Menurut I Gusti Ngurah Bagus, "Selama ini ada kesan bahwa agama Hindu itu hanya berisi upacara melulu. Jika demikian, bagaimana agama dapat menjawab masalah-masalah kemiskinan, keterbelakangan, keresahan jiwa, pendidikan, masalah anak muda, dan sebagainya." Agar dapat menjawab masalah-masalah itu, "Umat Hindu hendaknya mendalami agama dari segi etika dan filsafatnya," ujar dosen Fakultas Sastra Universitas Udayana itu.
Tugas pendalaman etika dan filsafat agama Hindu ini tentu tidak terlepas dari kewajiban Parisadha Hindu Dharma (PHD) selaku majelis tertinggi umat. Tetapi, ia menganggap "Parisadha yang berakar di Bali, justru masih belum dapat melepaskan diri dari aspek tradisional tadi, dan tidak memberi kesempatan untuk menggali ajaran agama lebih jauh."Agar kesenjangan itu dapat teratasi, doktor antropologi lulusan Universitas Indonesia itu menyarankan, "Kepengurusan PHD hendaknya terdiri dari generasi tua yang mendalami masalah agama, generasi muda yang mengetahui masalah sosial ekonomi, dan generasi yang memahami masalah agama maupun sosial ekonomi." Ia sendiri, meskipun memahami masalah agama dan sosial ekonomi, tidak bersedia duduk dalam kepengurusan PHD. "Saya sudah terlalu banyak memegang jabatan, sebaiknya diserahkan kepada anak-anak muda dari Institut Hindu Dharma saja," tuturnya merendah. Memang, selain menjadi dosen, ia juga menjabat Kepala Balai Penelitian Bahasa Singaraja, Pimpinan Baliologi, Wakil Ketua Yayasan Gedong Kertya, Ketua Yayasan Pendidikan Dharmayatra, dan Ketua Yayasan Bonnet.
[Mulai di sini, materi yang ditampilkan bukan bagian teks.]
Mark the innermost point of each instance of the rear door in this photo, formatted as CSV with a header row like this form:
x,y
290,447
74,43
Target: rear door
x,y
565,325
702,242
Selain itu, penggemar musik klasik Barat dan Timur ini sibuk menulis buku, antara lain Kamus IndonesiawBali, 1978; Masalah Pembakuan Bahasa Bali, 1979; Kembang Rampai Kesusastraan Bali (4 jilid), 1978-1984. Ia meraih gelar doktor di UI, 1979, dengan disertasi berjudul Perubahan Pemakaian Bentuk Hormat dalam Masyarakat Bali.
Tidak cemas terhadap pengaruh kebudayaan Barat yang dibawa para turis atas nilai budaya Bali, ia berpendapat, "Kewisataan di Kuta, Sanur, Ubud sangat positif dan dapat meningkatkan pendapatan masyarakat secara langsung." Untuk membendung pengaruh negatif seperti seks bebas, narkotik dan kebiasaan turis Barat lainnya, "Kita perlu memagari diri dengan agama. Saya melihat di Kuta, nilai budaya tidak rusak. Masyarakat Bali tidak total menyerahkan dirinya," ujar antropolog yang gemar memelihara burung itu.
Menikah dengan Dra. Made Sulastri, apoteker RSUP Denpasar, ia kini ayah seorang putri dan dua putra.